Scott Fincher | 02 November, 2023
Carrier Organization is KeyOver the last year, we’ve had the opportunity to visit a couple dozen hospitals across the country. While their sizes, operations, and layouts varied, they all had two things in common. First, staff heavily relied on the pneumatic tube system to efficiently move samples and medications throughout the hospital. Second, they all struggled to some degree with managing empty carriers, as evidenced by the carrier towers that built up throughout the day, most typically in the lab and pharmacy, and sometimes in the emergency department (ED).
For these hospitals, and a few thousand just like them in the U.S. and Canada, the tube system has one simple job, send material from one location to another at any time. This is predicated on ensuring staff always have an empty carrier at their disposal, which is hard to do when dozens of empty carriers are sitting idle, stacked up in towers. We’ll look at this problem and review potential solutions.
Getting Empties Out of The Lab
Labs account for about 30% of any hospital’s carrier transactions, receiving full carriers in, and sending empty carriers out almost exclusively. At certain times of day, staff can’t send the empties out fast enough. Instead, they pile them up in towers on counters, shelves, carts or just anywhere they can. Plus, labs are already constrained in their available work surface and available staff. The lab directors we spoke with would much rather be using available space for clinical purposes, not carrier storage. Stacking carriers by the dozens, these precarious towers can become safety hazards, falling over or blocking people’s movement if stored on carts in hallways, foyers or other high traffic areas.
Meanwhile, there is someone in another department waiting for an empty carrier. When it’s bad - in some hospitals as much as a few times a day - staff from other departments call facilities who must take time out of their day to walk to the lab, pick up empties and manually re-distribute them where needed. Given the size of some hospital campuses, this can span significant distances, covering multiple buildings and may even require crossing roads.

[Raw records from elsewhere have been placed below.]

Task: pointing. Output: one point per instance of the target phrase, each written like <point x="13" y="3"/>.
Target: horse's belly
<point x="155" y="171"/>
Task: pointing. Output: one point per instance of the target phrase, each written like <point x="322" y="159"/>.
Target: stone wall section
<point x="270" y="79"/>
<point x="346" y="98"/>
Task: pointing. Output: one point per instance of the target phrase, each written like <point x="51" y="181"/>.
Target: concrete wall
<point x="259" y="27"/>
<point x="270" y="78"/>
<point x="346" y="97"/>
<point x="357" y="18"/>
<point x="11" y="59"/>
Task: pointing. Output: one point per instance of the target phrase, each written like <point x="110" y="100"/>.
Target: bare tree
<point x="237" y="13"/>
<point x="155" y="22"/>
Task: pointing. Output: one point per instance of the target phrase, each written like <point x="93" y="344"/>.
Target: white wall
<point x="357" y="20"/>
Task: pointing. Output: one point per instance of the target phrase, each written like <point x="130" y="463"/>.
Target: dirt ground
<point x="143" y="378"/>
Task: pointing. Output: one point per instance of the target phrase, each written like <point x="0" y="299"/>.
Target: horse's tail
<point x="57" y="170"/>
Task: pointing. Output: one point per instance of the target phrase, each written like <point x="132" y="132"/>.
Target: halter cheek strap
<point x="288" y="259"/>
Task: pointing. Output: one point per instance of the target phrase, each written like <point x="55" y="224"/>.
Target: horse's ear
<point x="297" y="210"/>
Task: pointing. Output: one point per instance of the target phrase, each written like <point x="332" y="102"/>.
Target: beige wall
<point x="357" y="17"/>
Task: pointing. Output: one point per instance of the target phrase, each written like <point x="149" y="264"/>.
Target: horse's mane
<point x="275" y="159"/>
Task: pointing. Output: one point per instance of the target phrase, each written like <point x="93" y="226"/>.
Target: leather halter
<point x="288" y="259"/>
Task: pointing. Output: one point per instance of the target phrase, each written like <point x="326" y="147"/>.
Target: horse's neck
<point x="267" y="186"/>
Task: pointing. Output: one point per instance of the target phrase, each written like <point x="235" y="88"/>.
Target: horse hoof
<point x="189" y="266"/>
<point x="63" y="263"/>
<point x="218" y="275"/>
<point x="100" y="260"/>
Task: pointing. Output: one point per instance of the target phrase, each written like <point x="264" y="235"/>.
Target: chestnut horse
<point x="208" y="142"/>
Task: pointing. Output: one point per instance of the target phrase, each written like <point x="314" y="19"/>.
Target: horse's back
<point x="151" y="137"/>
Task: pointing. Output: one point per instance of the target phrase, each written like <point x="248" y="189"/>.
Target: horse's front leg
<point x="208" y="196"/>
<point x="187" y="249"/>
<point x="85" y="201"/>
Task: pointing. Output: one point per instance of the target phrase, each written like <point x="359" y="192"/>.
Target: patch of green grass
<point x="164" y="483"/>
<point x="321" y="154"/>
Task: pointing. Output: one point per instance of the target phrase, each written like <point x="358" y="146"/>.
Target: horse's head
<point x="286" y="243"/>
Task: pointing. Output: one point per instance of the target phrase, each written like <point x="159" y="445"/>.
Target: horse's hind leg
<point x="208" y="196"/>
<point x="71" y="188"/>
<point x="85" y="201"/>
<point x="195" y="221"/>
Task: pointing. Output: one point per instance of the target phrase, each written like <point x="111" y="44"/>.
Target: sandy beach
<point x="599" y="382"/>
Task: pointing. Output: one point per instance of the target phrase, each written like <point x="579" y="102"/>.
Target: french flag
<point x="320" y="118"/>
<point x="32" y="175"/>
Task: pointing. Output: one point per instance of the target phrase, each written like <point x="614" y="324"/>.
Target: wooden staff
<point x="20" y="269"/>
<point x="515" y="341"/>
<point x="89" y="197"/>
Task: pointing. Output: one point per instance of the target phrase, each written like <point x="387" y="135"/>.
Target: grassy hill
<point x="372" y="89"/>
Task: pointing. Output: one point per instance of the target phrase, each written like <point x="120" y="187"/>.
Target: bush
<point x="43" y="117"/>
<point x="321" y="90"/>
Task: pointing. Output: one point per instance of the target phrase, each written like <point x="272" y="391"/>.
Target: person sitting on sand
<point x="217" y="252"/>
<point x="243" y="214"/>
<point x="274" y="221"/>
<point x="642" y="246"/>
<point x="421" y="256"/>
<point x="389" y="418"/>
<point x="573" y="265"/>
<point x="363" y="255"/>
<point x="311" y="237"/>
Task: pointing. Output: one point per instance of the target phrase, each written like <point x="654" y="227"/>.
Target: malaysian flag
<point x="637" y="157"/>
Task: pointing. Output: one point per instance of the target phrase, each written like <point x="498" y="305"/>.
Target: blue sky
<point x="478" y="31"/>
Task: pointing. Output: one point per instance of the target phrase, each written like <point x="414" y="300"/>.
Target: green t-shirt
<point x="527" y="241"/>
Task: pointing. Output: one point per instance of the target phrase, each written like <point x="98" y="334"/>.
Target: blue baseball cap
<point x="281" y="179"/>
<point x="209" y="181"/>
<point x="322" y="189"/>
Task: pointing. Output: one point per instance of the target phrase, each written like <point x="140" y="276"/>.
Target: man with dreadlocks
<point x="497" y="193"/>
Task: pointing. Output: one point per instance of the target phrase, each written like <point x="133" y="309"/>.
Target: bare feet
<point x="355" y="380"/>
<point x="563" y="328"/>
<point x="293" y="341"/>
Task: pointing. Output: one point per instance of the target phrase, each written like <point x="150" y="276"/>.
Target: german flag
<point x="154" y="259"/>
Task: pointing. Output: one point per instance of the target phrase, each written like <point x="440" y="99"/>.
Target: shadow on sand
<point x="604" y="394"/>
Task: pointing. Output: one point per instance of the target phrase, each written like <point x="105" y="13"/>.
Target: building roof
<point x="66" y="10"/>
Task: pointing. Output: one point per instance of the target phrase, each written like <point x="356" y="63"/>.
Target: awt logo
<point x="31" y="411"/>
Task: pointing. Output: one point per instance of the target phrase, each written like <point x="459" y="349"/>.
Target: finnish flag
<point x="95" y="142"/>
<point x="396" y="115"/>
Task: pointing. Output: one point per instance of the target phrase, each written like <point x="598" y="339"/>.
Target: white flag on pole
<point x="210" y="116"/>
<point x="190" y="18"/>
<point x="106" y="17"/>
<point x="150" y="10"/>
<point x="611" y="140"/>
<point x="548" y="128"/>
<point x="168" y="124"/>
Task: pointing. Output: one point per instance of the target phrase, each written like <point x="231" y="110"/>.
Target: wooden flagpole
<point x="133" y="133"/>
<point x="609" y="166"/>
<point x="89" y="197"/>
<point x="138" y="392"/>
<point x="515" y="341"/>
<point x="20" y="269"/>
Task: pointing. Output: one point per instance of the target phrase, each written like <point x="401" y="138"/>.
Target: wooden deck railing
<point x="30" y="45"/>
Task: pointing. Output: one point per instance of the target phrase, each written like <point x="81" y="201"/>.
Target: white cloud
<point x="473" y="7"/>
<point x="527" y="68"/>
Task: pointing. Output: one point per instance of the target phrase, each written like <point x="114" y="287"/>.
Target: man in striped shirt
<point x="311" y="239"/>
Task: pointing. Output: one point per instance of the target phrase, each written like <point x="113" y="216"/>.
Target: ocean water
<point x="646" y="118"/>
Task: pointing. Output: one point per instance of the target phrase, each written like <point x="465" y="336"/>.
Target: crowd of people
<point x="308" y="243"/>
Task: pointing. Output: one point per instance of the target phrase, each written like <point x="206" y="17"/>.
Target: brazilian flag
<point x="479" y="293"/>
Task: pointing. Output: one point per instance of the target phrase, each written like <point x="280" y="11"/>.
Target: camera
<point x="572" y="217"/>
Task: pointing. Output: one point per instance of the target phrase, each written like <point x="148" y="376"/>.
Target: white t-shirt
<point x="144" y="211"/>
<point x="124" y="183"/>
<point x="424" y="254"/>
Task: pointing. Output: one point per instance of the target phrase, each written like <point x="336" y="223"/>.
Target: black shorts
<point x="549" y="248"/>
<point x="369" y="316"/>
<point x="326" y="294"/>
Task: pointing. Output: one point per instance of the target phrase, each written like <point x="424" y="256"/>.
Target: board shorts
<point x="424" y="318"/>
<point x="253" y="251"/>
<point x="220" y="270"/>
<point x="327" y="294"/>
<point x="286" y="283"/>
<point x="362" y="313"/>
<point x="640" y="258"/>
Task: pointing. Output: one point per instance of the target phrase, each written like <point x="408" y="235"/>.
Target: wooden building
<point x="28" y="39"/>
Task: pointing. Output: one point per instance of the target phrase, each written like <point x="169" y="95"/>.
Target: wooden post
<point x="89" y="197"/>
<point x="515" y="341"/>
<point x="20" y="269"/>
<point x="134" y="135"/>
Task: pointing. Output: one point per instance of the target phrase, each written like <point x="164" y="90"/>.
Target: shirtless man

It also nullifies carrier counts, a critical piece of a tube system’s software to define how many empty carriers any given station is expected to have on hand. The software gives those that are deficient priority for receiving empty carriers, with the ability to further prioritize between departments. Manually moving carriers circumvent this automated process and throw carrier counts off. Facilities staff we spoke with must manually count carriers weekly, and in some cases daily, hospital wide. They then manually redistribute carriers where needed. This manual activity of course comes at an operational cost as facilities should be focusing on more important tasks, not manually counting carriers or carting them around the hospital.
Some labs keep empty carriers on hand and staff call the lab directly to request empty carriers. This disrupts workflow and results in a department getting an empty carrier when another department may need it more. Further, by directly sending empty carriers instead of using empty send functionality, usage statistics incorrectly deflate empty send data.
Another workaround is for staff from the sending department to include a piece of paper or label the carrier itself with, “return to” instructions. Facilities staff in hospitals that take this approach note both the paper and the labels end up in blower traps after floating loose in the tube system. This also results in a department getting an empty carrier when another department may need it more along with deflation of empty send data.
On the flip side, for a hospital with a couple thousand transactions per day, the time devoted to this manual process can add up to dozens of hours per month.